Whether this was an acceptable thing to do is not the issue, it was the
withholding of information and sensationalism of the clip that was outrageous.
We asked for this to be removed at the pre- screening, but they refused.
When the film was screened it was a terrible experience
for us. We had letters and phone-calls threatening to kill us, burn our
school, and more. Adults in the local town threatened our son, Henry and
other children with a beating. Every newspaper in the country, except
the Financial Times, sided with the film. They all assumed it was a terrible
school and not that it could be a terrible film about a good school.

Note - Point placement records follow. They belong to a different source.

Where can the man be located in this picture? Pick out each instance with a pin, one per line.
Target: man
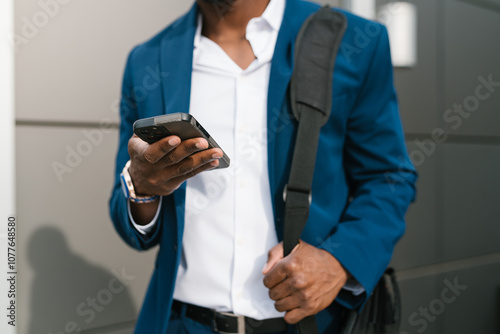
(229, 64)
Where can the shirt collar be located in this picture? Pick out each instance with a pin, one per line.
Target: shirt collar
(273, 16)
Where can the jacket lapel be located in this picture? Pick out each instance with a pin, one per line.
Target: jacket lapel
(176, 59)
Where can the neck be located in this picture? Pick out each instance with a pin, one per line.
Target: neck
(228, 19)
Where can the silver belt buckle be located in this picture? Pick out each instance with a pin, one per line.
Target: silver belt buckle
(239, 318)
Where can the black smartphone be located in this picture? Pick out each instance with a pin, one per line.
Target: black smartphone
(183, 125)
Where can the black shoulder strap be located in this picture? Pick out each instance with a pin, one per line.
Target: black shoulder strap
(311, 98)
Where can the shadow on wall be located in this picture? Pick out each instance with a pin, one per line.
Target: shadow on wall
(70, 294)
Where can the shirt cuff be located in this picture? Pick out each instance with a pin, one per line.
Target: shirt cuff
(145, 229)
(352, 285)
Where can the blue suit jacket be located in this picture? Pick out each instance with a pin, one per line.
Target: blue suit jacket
(363, 181)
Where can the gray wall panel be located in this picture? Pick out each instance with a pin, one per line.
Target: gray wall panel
(71, 66)
(472, 194)
(477, 304)
(416, 294)
(418, 246)
(472, 50)
(68, 248)
(418, 106)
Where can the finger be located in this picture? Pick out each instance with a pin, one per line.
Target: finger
(188, 148)
(275, 276)
(211, 164)
(280, 291)
(294, 316)
(286, 304)
(193, 162)
(156, 151)
(273, 256)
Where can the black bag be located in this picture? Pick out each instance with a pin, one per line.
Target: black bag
(382, 312)
(310, 93)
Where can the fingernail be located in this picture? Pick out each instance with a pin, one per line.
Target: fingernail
(201, 144)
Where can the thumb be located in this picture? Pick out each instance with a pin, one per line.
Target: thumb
(274, 255)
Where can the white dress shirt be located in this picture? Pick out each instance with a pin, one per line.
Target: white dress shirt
(229, 225)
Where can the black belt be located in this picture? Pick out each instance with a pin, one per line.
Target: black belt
(227, 322)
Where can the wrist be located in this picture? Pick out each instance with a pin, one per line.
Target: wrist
(129, 190)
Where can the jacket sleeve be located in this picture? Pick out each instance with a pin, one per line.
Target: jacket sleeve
(118, 203)
(381, 179)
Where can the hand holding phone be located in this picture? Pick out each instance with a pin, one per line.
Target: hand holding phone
(183, 125)
(162, 165)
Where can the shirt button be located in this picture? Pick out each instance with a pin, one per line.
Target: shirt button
(241, 241)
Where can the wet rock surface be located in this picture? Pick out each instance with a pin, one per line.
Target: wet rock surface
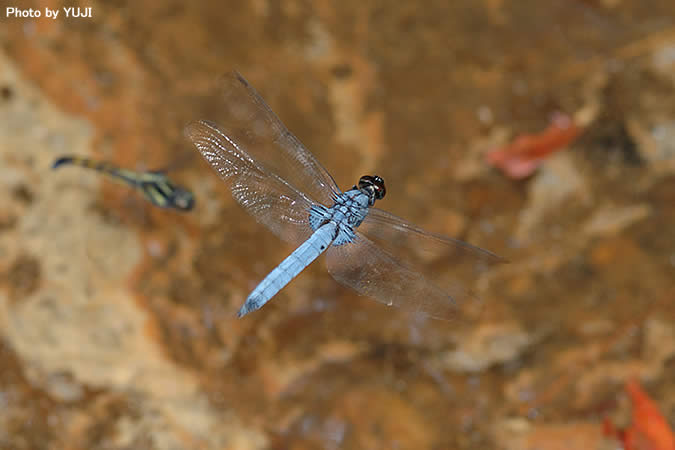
(117, 319)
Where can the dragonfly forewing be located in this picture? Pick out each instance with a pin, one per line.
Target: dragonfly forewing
(268, 198)
(249, 123)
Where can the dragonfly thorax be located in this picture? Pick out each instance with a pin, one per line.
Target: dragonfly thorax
(347, 213)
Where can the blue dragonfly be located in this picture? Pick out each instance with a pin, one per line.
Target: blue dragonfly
(283, 186)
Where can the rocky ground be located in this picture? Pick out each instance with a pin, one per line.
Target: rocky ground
(117, 319)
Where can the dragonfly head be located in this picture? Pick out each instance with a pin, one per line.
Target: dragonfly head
(183, 199)
(374, 186)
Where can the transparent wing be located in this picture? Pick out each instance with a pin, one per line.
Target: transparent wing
(251, 125)
(268, 198)
(399, 264)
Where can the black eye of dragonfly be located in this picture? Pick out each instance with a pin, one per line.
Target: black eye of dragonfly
(375, 183)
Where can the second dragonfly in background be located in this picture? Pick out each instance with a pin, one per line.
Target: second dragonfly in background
(155, 186)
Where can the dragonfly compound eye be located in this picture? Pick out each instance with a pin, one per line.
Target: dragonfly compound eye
(375, 183)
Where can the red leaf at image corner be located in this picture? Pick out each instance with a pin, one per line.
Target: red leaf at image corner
(649, 430)
(528, 151)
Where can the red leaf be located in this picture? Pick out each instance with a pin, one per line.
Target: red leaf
(527, 152)
(649, 430)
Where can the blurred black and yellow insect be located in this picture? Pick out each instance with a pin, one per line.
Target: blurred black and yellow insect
(154, 185)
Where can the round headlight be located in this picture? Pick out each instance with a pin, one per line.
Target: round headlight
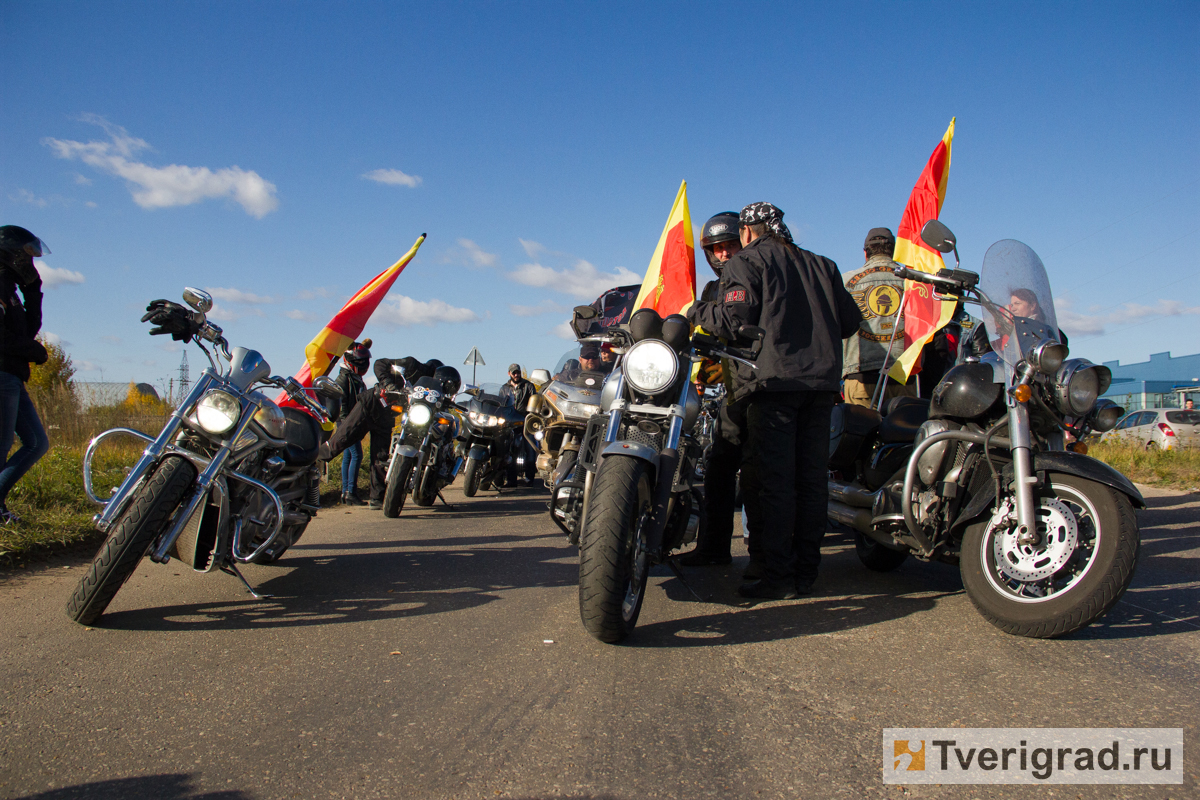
(217, 411)
(419, 414)
(651, 366)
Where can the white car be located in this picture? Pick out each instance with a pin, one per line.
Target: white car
(1158, 428)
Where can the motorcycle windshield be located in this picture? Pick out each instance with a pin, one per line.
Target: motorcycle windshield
(1018, 306)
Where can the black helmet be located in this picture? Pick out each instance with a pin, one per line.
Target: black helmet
(450, 379)
(15, 239)
(720, 227)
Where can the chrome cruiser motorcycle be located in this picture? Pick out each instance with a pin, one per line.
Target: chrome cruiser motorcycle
(641, 491)
(983, 475)
(231, 479)
(423, 449)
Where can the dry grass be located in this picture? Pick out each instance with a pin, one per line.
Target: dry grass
(1177, 469)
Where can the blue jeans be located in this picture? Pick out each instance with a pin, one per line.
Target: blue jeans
(352, 458)
(18, 419)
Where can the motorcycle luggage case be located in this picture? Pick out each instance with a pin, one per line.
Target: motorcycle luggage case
(849, 426)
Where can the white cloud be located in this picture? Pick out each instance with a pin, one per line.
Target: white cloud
(1095, 324)
(563, 331)
(160, 187)
(544, 307)
(238, 295)
(393, 178)
(406, 312)
(582, 281)
(54, 277)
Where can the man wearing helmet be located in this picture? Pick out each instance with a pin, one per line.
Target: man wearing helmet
(19, 322)
(721, 242)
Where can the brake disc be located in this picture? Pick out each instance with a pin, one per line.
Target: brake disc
(1057, 537)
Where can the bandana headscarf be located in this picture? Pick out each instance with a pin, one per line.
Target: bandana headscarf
(765, 214)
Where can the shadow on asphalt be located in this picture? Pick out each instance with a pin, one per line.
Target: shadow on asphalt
(151, 787)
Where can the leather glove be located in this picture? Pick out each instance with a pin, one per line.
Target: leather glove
(171, 318)
(711, 372)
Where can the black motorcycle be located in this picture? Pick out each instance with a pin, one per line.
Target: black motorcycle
(491, 431)
(983, 475)
(423, 449)
(642, 495)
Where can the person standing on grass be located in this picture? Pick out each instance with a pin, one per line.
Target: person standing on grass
(21, 318)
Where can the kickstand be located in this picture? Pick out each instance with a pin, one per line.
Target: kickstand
(232, 569)
(675, 567)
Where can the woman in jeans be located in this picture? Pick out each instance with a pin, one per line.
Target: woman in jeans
(19, 323)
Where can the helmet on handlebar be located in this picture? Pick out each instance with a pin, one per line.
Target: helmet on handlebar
(450, 379)
(721, 227)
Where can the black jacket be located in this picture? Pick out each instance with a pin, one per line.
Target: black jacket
(19, 323)
(352, 385)
(520, 394)
(801, 302)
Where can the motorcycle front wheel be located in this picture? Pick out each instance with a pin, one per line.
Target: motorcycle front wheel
(130, 537)
(397, 487)
(471, 475)
(613, 561)
(1075, 571)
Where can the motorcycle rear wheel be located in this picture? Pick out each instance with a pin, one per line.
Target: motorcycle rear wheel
(130, 537)
(471, 476)
(397, 488)
(613, 563)
(1091, 579)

I don't think that the filmmakers ever knew all
that, but I wish they had it hurt us so much, and the children
who were here at the time were scarred deeply by the whole event both
from the effect it had on all of us, and also from feeling that they may
have been responsible for contributing to the furore.
Fortunately many people who saw the film (and still
see it as it is used in many schools in UK) could see it for what it was,
a bad film. But I still get mails from people, shocked at what they see.
back to history
We don't keep a single copy of the film at Summerhill.
We were betrayed by people we thought of as our friends.